To test whether the obesity rate in this county significantly differs from the national average, we can perform a hypothesis test. Let's examine each part carefully, correct any errors in the student's work, and provide a full solution.

Part 1: Identify the Hypotheses

For this hypothesis test:

• Null Hypothesis ($H_0$): The obesity rate in the county is the same as the national rate, so $p = 0.365$.
• Alternative Hypothesis ($H_A$): The obesity rate in the county differs from the national rate, so $p \neq 0.365$.

Thus, the hypotheses are: $H_0: p = 0.365$ $H_A: p \neq 0.365$

Part 2: Check the Assumptions and Conditions

To ensure valid conditions for the hypothesis test, we need to check the following:

1. Randomization Condition: The sample should be a simple random sample of adults in the county, which is assumed to be satisfied.

2. Independence Assumption and the 10% Condition: The sample size should be less than 10% of the population of the county. Since this condition isn't specified as violated, we assume it's met.

3. Success/Failure Condition: We need $np \geq 10$ and $nq \geq 10$ for the normal approximation to be valid.

   • Using $p = 0.365$: $np = 600 \times 0.365 = 219 \geq 10$ $nq = 600 \times (1 - 0.365) = 381 \geq 10$

   These values satisfy the Success/Failure Condition, so choice A is correct.

Part 3: Perform the Hypothesis Test

Now, let’s use the sample proportion to calculate the test statistic.

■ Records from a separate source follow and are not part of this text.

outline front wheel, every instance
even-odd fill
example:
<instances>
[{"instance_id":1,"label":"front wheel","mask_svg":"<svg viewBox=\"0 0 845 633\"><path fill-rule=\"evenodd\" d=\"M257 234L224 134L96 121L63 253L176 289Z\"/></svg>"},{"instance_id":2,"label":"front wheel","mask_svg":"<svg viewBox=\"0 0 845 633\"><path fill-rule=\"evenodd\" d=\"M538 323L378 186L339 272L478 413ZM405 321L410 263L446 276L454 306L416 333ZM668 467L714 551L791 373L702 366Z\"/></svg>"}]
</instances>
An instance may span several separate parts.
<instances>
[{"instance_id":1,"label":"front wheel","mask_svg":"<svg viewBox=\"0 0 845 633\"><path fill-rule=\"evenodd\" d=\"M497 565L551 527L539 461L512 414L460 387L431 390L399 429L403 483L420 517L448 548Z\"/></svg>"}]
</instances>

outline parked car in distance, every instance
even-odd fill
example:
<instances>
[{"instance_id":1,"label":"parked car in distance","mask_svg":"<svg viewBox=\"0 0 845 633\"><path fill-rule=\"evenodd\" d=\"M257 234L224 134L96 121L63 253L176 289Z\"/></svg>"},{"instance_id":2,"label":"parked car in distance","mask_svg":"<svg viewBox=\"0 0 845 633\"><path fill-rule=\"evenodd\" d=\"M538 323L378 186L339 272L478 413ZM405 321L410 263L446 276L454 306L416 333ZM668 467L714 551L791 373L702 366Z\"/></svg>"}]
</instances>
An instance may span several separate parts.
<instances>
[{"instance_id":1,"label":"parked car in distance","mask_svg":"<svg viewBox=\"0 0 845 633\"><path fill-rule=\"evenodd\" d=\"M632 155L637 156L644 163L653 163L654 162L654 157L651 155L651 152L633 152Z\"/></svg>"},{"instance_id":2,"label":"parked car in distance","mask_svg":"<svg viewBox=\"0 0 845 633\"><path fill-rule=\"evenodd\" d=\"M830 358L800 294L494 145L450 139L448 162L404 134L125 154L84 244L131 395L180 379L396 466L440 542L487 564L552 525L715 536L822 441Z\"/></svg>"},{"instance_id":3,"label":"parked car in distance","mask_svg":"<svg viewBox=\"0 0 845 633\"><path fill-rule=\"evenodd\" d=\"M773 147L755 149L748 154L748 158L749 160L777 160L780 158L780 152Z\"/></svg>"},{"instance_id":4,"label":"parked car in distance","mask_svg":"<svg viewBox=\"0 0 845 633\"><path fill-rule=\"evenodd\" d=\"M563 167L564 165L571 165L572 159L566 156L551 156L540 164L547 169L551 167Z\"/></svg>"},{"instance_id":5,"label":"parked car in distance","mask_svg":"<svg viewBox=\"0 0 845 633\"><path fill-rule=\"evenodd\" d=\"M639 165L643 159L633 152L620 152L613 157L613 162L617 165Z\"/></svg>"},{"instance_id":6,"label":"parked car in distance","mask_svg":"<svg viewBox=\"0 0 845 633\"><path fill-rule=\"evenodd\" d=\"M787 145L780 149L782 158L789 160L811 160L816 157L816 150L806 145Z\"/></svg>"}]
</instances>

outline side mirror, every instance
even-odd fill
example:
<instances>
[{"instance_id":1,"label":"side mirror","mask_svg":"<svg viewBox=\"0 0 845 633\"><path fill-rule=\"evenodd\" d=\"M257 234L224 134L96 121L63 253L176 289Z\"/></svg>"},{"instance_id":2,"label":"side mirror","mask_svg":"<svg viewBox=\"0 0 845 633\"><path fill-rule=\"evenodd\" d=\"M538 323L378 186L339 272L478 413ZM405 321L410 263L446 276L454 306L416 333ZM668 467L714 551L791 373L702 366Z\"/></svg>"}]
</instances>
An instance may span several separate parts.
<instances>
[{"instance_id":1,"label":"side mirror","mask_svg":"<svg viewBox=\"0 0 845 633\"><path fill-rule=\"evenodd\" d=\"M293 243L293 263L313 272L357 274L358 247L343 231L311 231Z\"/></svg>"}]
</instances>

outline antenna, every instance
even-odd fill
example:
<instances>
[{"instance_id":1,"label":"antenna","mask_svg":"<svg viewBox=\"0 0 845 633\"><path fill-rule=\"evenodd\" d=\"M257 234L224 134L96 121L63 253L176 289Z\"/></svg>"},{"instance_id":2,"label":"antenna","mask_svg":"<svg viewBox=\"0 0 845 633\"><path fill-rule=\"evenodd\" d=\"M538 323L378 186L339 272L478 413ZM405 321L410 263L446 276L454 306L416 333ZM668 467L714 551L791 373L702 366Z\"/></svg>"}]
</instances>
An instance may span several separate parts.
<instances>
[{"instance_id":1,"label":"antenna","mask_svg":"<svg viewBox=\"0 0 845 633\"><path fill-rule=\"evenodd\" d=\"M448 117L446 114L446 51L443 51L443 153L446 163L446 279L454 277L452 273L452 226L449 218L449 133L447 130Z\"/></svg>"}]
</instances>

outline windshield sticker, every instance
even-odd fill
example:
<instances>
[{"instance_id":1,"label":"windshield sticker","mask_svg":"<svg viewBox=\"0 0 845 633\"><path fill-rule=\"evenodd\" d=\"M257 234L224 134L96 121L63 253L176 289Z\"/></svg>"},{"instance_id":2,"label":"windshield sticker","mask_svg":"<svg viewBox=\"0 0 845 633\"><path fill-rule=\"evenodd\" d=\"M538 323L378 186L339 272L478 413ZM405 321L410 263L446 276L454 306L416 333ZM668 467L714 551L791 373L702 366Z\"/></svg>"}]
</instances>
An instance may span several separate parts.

1. Sample Proportion ($\hat{p}$): $\hat{p} = \frac{186}{600} = 0.31$

2. Standard Deviation of $\hat{p}$ under $H_0$: $\text{SD}(\hat{p}) = \sqrt{\frac{p \cdot (1 - p)}{n}} = \sqrt{\frac{0.365 \cdot (1 - 0.365)}{600}} \approx 0.0194$

3. Test Statistic ($z$-score): $z = \frac{\hat{p} - p}{\text{SD}(\hat{p})} = \frac{0.31 - 0.365}{0.0194} \approx -2.83$

4. P-value: Since this is a two-tailed test (we are looking for any significant difference), we find the probability $P(z < -2.83 \text{ or } z > 2.83)$. Looking up $z = -2.83$ in a standard normal table gives: $P(z < -2.83) \approx 0.0023$

   For a two-tailed test, we double this value: $P = 2 \times 0.0023 = 0.0046$

Since $P = 0.0046$, which is less than the significance level of 0.05, we reject the null hypothesis.

Conclusion

There is strong evidence that the obesity rate in this county is different from the national average of 36.5%. The correct conclusion is that there is a significant difference, not a 99.8% chance that the national percentage is correct.

Summary of Corrections

1. Hypotheses: Use a two-tailed test, $H_0: p = 0.365$, $H_A: p \neq 0.365$.
2. Sample Proportion Calculation: $\hat{p} = 0.31$.
3. Standard Deviation of $\hat{p}$: Correct calculation gives $\approx 0.0194$, not 0.0189.
4. Test Statistic: Calculated as $z = -2.83$.
5. P-value and Conclusion: $P = 0.0046$, leading to rejection of $H_0$.

Would you like more details or have any questions about this solution?

Follow-up Questions

1. How would the test change if the sample size were smaller?
2. What impact does a different significance level have on the conclusion?
3. Can we use this result to estimate the obesity rate in other nearby counties?
4. How would you conduct this test if you only had access to sample data, not national rates?
5. What are other real-world factors that could affect the validity of this hypothesis test?

Tip

Always ensure your hypothesis test’s assumptions (random sampling, sample size, etc.) are met, as they are crucial for valid conclusions.